En varias ocasiones Putin ha reaccionado contra la pérdida de influencia mundial que experimentó Rusia tras la la caída del Muro Berlín y ha llamado a no renegar de todo el pasado soviético, especialmente, del papel de Moscú en la Segunda Guerra Mundial y la victoria sobre el nazismo. Sus simpatías estaban con los momentos de mayor reconocimiento internacional del estalinismo y no con el periodo bolchevique o con el de la decadencia de Moscú, en tiempos de Leonid Brezhnev, donde él mismo se formó como agente del KGB.
La desideologización de la historia que propone el actual gobierno ruso es un componente de su nueva modalidad autoritaria. El Kremlin advierte que una identificación marcada con la Revolución de Febrero, por su liberalismo, o con la Revolución de Octubre, por su bolchevismo, supondría una interpretación política del pasado que puede volcarse sobre el presente. La juventud rusa podría reconocerse en Kérenski y Miliukov o en Lenin y Trotski y concluir que hace falta una revolución en el siglo XXI, que derroque la nueva versión del zarismo.
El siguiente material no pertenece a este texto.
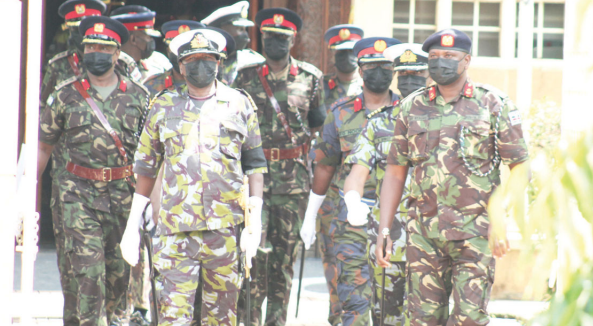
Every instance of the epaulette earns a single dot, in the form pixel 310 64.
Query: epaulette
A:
pixel 310 69
pixel 342 101
pixel 66 82
pixel 244 92
pixel 58 57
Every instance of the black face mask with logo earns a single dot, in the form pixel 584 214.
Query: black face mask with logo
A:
pixel 410 83
pixel 377 80
pixel 97 63
pixel 200 73
pixel 346 61
pixel 444 71
pixel 276 48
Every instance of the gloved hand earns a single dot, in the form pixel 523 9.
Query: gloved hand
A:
pixel 250 241
pixel 358 211
pixel 308 228
pixel 130 242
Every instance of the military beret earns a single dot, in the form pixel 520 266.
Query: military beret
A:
pixel 103 30
pixel 343 37
pixel 138 21
pixel 448 39
pixel 407 56
pixel 278 20
pixel 371 49
pixel 175 27
pixel 230 41
pixel 235 14
pixel 73 11
pixel 198 41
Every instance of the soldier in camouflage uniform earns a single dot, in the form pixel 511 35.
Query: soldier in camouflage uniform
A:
pixel 60 68
pixel 233 20
pixel 296 93
pixel 94 186
pixel 454 136
pixel 347 118
pixel 207 139
pixel 139 57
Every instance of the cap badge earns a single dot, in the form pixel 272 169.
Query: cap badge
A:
pixel 80 9
pixel 408 56
pixel 380 46
pixel 344 33
pixel 99 27
pixel 183 29
pixel 278 19
pixel 447 40
pixel 199 41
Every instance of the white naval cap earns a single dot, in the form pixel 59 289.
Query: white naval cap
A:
pixel 198 41
pixel 407 56
pixel 235 14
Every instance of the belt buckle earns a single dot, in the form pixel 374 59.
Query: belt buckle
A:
pixel 277 151
pixel 105 179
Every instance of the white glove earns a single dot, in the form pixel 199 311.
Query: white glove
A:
pixel 250 241
pixel 358 211
pixel 130 242
pixel 308 228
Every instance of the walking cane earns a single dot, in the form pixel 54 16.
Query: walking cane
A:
pixel 385 233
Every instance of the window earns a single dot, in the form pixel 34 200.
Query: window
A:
pixel 414 20
pixel 548 29
pixel 480 19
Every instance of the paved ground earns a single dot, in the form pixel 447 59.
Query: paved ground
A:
pixel 46 303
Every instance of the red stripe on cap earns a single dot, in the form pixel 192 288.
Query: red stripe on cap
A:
pixel 139 25
pixel 338 38
pixel 87 12
pixel 106 32
pixel 285 23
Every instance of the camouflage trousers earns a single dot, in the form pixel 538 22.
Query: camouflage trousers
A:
pixel 434 266
pixel 282 216
pixel 354 278
pixel 92 240
pixel 67 280
pixel 330 269
pixel 179 258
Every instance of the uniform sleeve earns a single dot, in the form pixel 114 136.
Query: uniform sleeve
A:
pixel 364 152
pixel 398 153
pixel 252 154
pixel 51 122
pixel 317 110
pixel 149 154
pixel 327 149
pixel 511 144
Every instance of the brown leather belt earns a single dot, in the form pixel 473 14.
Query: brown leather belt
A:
pixel 277 154
pixel 104 174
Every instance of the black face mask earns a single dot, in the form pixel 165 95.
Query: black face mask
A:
pixel 150 47
pixel 377 80
pixel 241 41
pixel 346 61
pixel 97 63
pixel 410 83
pixel 200 73
pixel 173 59
pixel 444 71
pixel 75 39
pixel 276 48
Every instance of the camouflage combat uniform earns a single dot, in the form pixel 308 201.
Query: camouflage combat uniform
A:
pixel 205 152
pixel 347 118
pixel 299 92
pixel 333 90
pixel 371 151
pixel 94 212
pixel 447 222
pixel 58 70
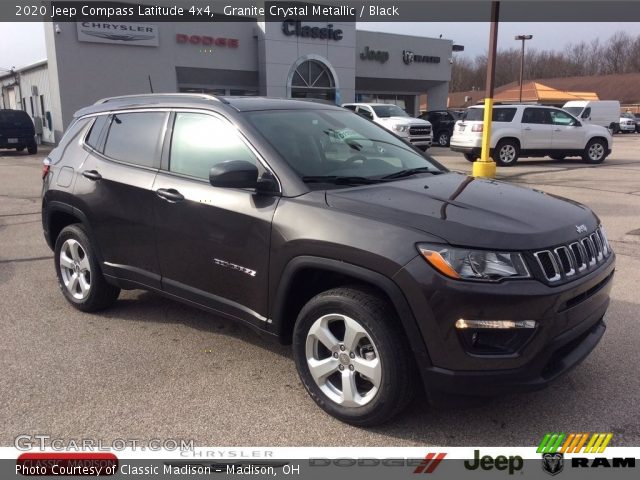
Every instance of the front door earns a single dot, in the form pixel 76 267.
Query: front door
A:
pixel 536 129
pixel 566 134
pixel 213 243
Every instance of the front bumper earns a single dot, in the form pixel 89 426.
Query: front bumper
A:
pixel 569 325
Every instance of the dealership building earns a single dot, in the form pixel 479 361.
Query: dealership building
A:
pixel 331 61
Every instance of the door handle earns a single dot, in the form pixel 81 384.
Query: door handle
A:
pixel 92 175
pixel 170 194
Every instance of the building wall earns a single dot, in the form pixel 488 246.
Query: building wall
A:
pixel 84 72
pixel 34 96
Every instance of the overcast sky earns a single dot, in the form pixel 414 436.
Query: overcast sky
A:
pixel 25 41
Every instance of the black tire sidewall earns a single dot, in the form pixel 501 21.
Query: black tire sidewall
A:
pixel 586 156
pixel 377 409
pixel 499 147
pixel 94 299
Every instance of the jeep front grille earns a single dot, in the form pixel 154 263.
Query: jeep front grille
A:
pixel 568 261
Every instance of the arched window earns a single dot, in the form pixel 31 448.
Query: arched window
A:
pixel 313 79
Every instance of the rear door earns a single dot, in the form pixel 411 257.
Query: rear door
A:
pixel 114 190
pixel 536 129
pixel 566 134
pixel 213 243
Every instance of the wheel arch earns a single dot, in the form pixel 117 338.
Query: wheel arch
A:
pixel 306 276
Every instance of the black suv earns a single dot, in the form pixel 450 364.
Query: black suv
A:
pixel 17 131
pixel 318 228
pixel 443 122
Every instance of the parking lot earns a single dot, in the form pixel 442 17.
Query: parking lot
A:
pixel 153 368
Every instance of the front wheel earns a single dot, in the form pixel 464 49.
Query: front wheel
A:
pixel 352 356
pixel 79 274
pixel 506 153
pixel 595 151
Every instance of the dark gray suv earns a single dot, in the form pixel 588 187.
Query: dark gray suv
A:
pixel 317 227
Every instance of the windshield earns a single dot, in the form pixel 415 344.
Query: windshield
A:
pixel 324 146
pixel 386 111
pixel 575 111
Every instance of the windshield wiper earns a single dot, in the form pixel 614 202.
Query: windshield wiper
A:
pixel 338 180
pixel 411 171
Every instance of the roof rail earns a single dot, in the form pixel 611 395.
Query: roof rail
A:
pixel 153 95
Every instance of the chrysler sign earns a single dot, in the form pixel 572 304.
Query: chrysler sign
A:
pixel 141 34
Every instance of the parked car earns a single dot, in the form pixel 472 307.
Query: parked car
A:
pixel 530 131
pixel 17 131
pixel 414 130
pixel 605 113
pixel 442 123
pixel 319 228
pixel 628 123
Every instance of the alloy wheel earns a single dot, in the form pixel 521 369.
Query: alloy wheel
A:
pixel 75 269
pixel 343 360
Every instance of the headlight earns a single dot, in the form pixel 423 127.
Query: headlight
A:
pixel 464 264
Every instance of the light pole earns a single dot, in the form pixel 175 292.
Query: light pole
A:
pixel 523 38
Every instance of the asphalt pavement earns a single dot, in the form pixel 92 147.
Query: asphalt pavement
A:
pixel 153 368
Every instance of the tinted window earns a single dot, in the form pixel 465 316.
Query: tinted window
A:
pixel 561 118
pixel 499 114
pixel 201 141
pixel 535 115
pixel 14 119
pixel 96 129
pixel 135 138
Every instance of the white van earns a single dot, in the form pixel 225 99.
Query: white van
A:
pixel 605 113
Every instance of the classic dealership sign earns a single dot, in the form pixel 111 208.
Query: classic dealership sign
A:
pixel 140 34
pixel 408 57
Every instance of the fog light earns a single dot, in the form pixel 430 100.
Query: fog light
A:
pixel 499 324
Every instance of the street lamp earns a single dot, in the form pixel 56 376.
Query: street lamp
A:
pixel 523 38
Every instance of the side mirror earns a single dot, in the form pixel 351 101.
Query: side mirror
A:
pixel 234 174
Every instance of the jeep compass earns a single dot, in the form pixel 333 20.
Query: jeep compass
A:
pixel 321 229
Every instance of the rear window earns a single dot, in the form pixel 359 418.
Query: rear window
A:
pixel 15 119
pixel 135 138
pixel 499 114
pixel 94 133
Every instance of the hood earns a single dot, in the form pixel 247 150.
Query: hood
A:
pixel 470 212
pixel 404 120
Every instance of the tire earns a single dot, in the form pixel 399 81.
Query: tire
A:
pixel 442 138
pixel 379 347
pixel 595 152
pixel 79 275
pixel 506 153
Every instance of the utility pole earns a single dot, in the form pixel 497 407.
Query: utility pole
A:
pixel 523 38
pixel 485 166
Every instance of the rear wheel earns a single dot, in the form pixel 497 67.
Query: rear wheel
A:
pixel 352 357
pixel 595 151
pixel 443 139
pixel 506 153
pixel 79 274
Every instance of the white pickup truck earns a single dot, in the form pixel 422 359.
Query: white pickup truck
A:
pixel 415 130
pixel 530 131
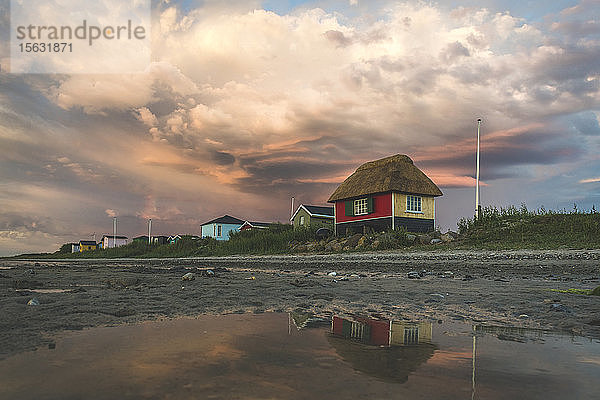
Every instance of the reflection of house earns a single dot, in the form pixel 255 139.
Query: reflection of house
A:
pixel 313 216
pixel 220 228
pixel 387 350
pixel 109 242
pixel 385 194
pixel 246 226
pixel 382 332
pixel 87 245
pixel 404 333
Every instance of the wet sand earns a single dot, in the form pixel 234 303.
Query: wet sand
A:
pixel 511 288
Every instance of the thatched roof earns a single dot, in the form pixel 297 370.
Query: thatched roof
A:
pixel 396 173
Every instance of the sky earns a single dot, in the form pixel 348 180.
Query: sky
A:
pixel 247 103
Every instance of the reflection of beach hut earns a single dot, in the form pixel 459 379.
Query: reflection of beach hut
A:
pixel 385 194
pixel 403 333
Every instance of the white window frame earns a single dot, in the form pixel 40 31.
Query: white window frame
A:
pixel 361 206
pixel 414 204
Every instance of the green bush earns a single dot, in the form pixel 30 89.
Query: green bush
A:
pixel 521 228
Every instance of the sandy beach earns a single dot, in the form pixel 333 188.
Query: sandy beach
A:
pixel 509 288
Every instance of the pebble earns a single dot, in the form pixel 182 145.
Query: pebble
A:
pixel 413 275
pixel 188 277
pixel 33 302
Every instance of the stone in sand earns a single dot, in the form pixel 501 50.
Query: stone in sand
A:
pixel 188 277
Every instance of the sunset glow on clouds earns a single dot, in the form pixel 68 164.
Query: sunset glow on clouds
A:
pixel 242 108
Frente a la calculada neutralidad del Kremlin, la historiografía occidental y la propia opinión pública rusa, se dividen y polarizan en torno al legado de las dos revoluciones de 1917. La vieja escuela de la derecha anticomunista de la Guerra Fría, aunque maltrecha, sigue aferrada a una estigmatización del proceso revolucionario, que equivocadamente identifica, en bloque, con el ascenso del comunismo. Su némesis, la historiografía neocomunista, persiste en no reconocer que las bases institucionales y jurídicas del estado totalitario soviético fueron creadas durante los primeros gobiernos de Lenin y Stalin.
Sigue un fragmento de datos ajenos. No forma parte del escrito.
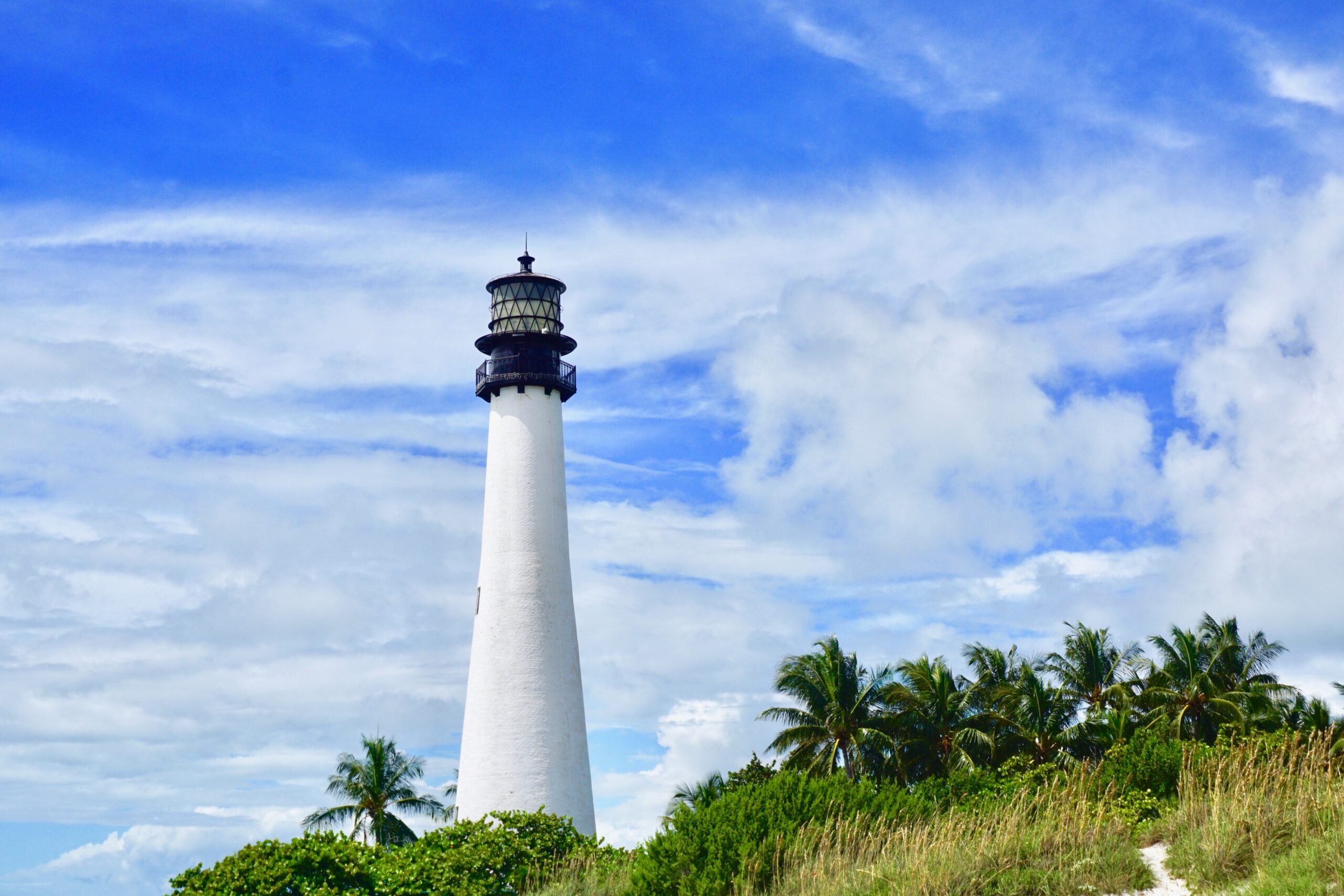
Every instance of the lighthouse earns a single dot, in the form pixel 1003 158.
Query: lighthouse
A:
pixel 524 742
Algunos de los libros más recientes sobre la Revolución rusa, como The Russian Revolution. A New History (2017) de Sean McMeekin, aprovechan la rica historiografía sobre aquel evento producida desde la caída del Muro de Berlín. Críticos y partidarios coinciden en reconocerle al libro de Richard Pipes, aparecido en 1990, un papel inaugural en el revisionismo histórico de las últimas décadas. Pero McMeekin y el propio Pipes, en algunas entrevistas, simplifican o distorsionan la tesis central de la gran obra del profesor de Harvard. Por ejemplo, cuando aseguran que no hubo tal revolución sino un golpe de estado, por el cual la minoría bolchevique se hizo de todo el poder del antiguo imperio zarista.
Esa podía ser una explicación de lo que sucedió en octubre, pero la Revolución rusa, de acuerdo con las primeras páginas del libro de Pipes fue un largo proceso de transformación radical de Rusia, que comenzó en 1905 y concluyó a fines de los años 1930, cuando se consolidó el estalinismo. Después de la toma del poder por los bolcheviques en octubre del 17, de la guerra civil, del comunismo de guerra, de la Nueva Política Económica y la muerte de Lenin en 1924, decía Pipes, la “revolución se reanudó en 1927-28 y se consumó diez años más tarde, después de espantosos cataclismos que cobraron la vida de millones de personas”.
Además de la despolitización autoritaria, otra razón del desinterés del Kemlin en la celebración de la Revolución de Octubre podría ser la certeza historiográfica y el consenso mediático de que la toma del poder por los bolcheviques es apenas un capítulo importante de la Revolución, pero no el único ni el más decisivo para la destrucción del antiguo régimen y la construcción del nuevo. En Rusia, como en cualquier otro país revolucionado, dice McMeekin, no hubo nada “inevitable”. De la “revolución” de febrero no se derivaba mecánicamente el “golpe” de octubre, como les llama Pipes. Y de las contradictorias etapas del bolchevismo leninista, a pesar del partido único, la represión y el terror, no se desprendía automáticamente la constitucionalización estalinista de 1936.
La negativa de Putin a celebrar ninguna de las dos revoluciones, ni la democrática de febrero ni la comunista de octubre, ilustra a la perfección el grado cero de la política en el siglo XXI. Los nuevos autoritarismos se caracterizan por una elusión paralela de la democracia y el totalitarismo. Ese atajo les permite instrumentar elementos de los sistemas rivales de la Guerra Fría, sin tener que reproducir plenamente aquellos regímenes. Para lograr sus fines tienen a su favor una esfera pública nacional o global todavía atrapada en la inercia simbólica de las viejas confrontaciones del mundo bipolar.